Microsoft vs Samsung: atto secondo. Microsoft ha citato in giudizio Samsung per 6,9 milioni dollari, adducendo quale tesi fondante il fatto che il colosso di Redmond vanti interessi non pagati da parte di Samsung. La somma totale di 1 miliardo di dollari a carico della società sudcoreana, a titolo di royalties, sarebbe stata pagata in ritardo a Microsoft rispetto alla data di scadenza prevista.

Microsoft vs Samsung tribunale

Dal canto suo, Samsung si è difesa in sede stragiudiziale giustificando la propria condotta citando la recente acquisizione della divisione telefonica di Nokia da parte di Microsoft, e, pertanto, tale avvenimento storico costituisce una violazione contrattuale che la solleva da ogni obbligazione sorta.

Microsoft vs Samsung: atto secondo. Il contratto in essere vincolava Samsung a pagare una royalty alla società fondata da Bill Gates, per ogni dispositivo hardware prodotto e commercializzato (smartphone o tablet che sia) che implementasse Android, il sistema oeprativo creato da Google, ritenuto in violazione a proprietà intellettuali detenute legalmente da Microsoft stessa.

Se, da un lato, alla fine Samsung ha accettato di pagare 1 miliardo di dollari a Microsoft lo scorso anno, il nutrito staff di avvocati di stanza a Redmon ha eccepito che il pagamento fosse stato fatto in netto ritardo, e di conseguenza si chiede anche la corresponsione di 6.9 milioni di dollari, a titolo di saggio d’interesse.

Rircordiamo in breve che l’accordo tra Samsung e Microsoft è stato siglato nel 2011 per una durata complessiva di sette anni. Esso include anche un accordo di mutuo scambio di proprietà intellettuali tra le due compagnie.
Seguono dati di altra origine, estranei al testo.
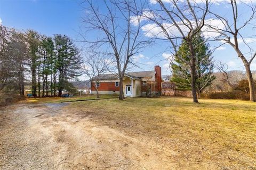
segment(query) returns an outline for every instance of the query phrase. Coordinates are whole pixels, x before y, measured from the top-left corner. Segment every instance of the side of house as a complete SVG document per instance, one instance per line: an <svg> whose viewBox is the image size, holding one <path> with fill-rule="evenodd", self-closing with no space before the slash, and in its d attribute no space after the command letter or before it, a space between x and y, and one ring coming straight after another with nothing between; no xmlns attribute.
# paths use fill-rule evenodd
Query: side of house
<svg viewBox="0 0 256 170"><path fill-rule="evenodd" d="M100 94L119 94L119 80L114 74L100 75L96 82L92 81L92 93L96 94L94 85L97 85ZM155 67L152 71L127 72L123 82L124 95L125 97L139 97L151 93L162 92L161 68Z"/></svg>

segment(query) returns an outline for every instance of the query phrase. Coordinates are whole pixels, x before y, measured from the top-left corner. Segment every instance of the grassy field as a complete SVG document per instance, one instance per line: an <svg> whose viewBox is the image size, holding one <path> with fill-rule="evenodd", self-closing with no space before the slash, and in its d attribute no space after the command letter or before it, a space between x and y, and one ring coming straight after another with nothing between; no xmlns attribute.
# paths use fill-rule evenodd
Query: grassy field
<svg viewBox="0 0 256 170"><path fill-rule="evenodd" d="M113 95L101 95L100 99L113 98L116 96ZM116 96L116 98L118 96ZM84 95L82 96L74 96L71 98L25 98L24 100L20 101L20 103L56 103L62 102L75 101L76 100L90 100L96 99L95 95Z"/></svg>
<svg viewBox="0 0 256 170"><path fill-rule="evenodd" d="M256 169L256 103L185 98L74 102L67 109L130 136L157 140L179 161ZM210 168L211 169L211 168Z"/></svg>

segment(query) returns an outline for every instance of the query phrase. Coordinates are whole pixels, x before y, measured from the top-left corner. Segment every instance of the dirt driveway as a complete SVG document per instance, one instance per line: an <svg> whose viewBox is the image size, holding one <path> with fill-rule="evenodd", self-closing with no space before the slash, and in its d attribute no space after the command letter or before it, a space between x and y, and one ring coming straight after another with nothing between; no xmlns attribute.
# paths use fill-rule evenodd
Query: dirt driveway
<svg viewBox="0 0 256 170"><path fill-rule="evenodd" d="M75 115L68 104L17 104L0 114L1 169L196 169L155 140ZM197 167L198 166L198 167ZM212 166L211 166L212 168ZM202 169L202 168L201 168Z"/></svg>

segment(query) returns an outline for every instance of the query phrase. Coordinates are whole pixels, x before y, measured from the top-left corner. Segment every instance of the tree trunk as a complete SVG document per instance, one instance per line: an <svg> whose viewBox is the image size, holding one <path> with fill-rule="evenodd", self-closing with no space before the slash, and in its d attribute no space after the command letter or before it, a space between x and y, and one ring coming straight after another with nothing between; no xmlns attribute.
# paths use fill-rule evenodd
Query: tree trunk
<svg viewBox="0 0 256 170"><path fill-rule="evenodd" d="M249 83L249 89L250 89L250 100L252 102L255 102L256 101L256 98L255 96L255 87L253 78L252 77L252 72L250 68L250 64L245 64L245 69L246 70L247 78Z"/></svg>
<svg viewBox="0 0 256 170"><path fill-rule="evenodd" d="M56 96L56 75L53 75L53 95Z"/></svg>
<svg viewBox="0 0 256 170"><path fill-rule="evenodd" d="M120 78L119 82L119 100L123 100L124 99L124 92L123 90L123 78Z"/></svg>
<svg viewBox="0 0 256 170"><path fill-rule="evenodd" d="M196 58L192 42L188 42L190 52L190 69L191 69L191 90L193 96L193 102L198 103L196 93Z"/></svg>
<svg viewBox="0 0 256 170"><path fill-rule="evenodd" d="M59 97L61 97L61 94L62 94L62 89L58 89L58 96Z"/></svg>
<svg viewBox="0 0 256 170"><path fill-rule="evenodd" d="M36 98L36 69L31 68L32 72L32 95L34 98Z"/></svg>
<svg viewBox="0 0 256 170"><path fill-rule="evenodd" d="M100 94L99 94L99 91L98 90L98 87L95 87L95 89L96 90L96 95L97 95L97 98L99 99L100 98Z"/></svg>
<svg viewBox="0 0 256 170"><path fill-rule="evenodd" d="M42 97L44 97L44 93L45 92L45 75L43 75L43 94Z"/></svg>
<svg viewBox="0 0 256 170"><path fill-rule="evenodd" d="M46 97L48 97L48 76L46 75Z"/></svg>

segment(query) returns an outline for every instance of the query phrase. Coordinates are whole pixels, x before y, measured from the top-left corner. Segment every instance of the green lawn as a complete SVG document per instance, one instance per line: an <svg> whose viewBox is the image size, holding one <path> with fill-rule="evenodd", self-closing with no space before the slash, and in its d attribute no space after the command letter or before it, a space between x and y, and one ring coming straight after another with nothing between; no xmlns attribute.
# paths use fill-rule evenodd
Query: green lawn
<svg viewBox="0 0 256 170"><path fill-rule="evenodd" d="M157 139L180 161L256 169L256 103L162 97L74 102L67 109L132 136ZM211 169L211 168L210 168Z"/></svg>

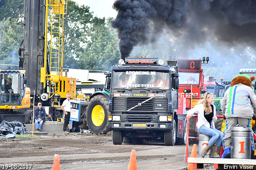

Microsoft vs Samsung: atto secondo. A livello logico, pare una forzatura da parte di Samsung pensare che l’acquisizione della divisione telefonia di Nokia renderebbe nullo il contratto perfezionato da entrambe le imprese, ma questo, eventualmente, lo stabilirà il giudice adito. Crediamo che Samsung coltivi le sue buone ragioni per giustificare tali conclusioni, e confidiamo in tutti i novelli Perry Mason di contribuire qui sotto ad una esaustiva spiegazione della vicenda giudiziaria.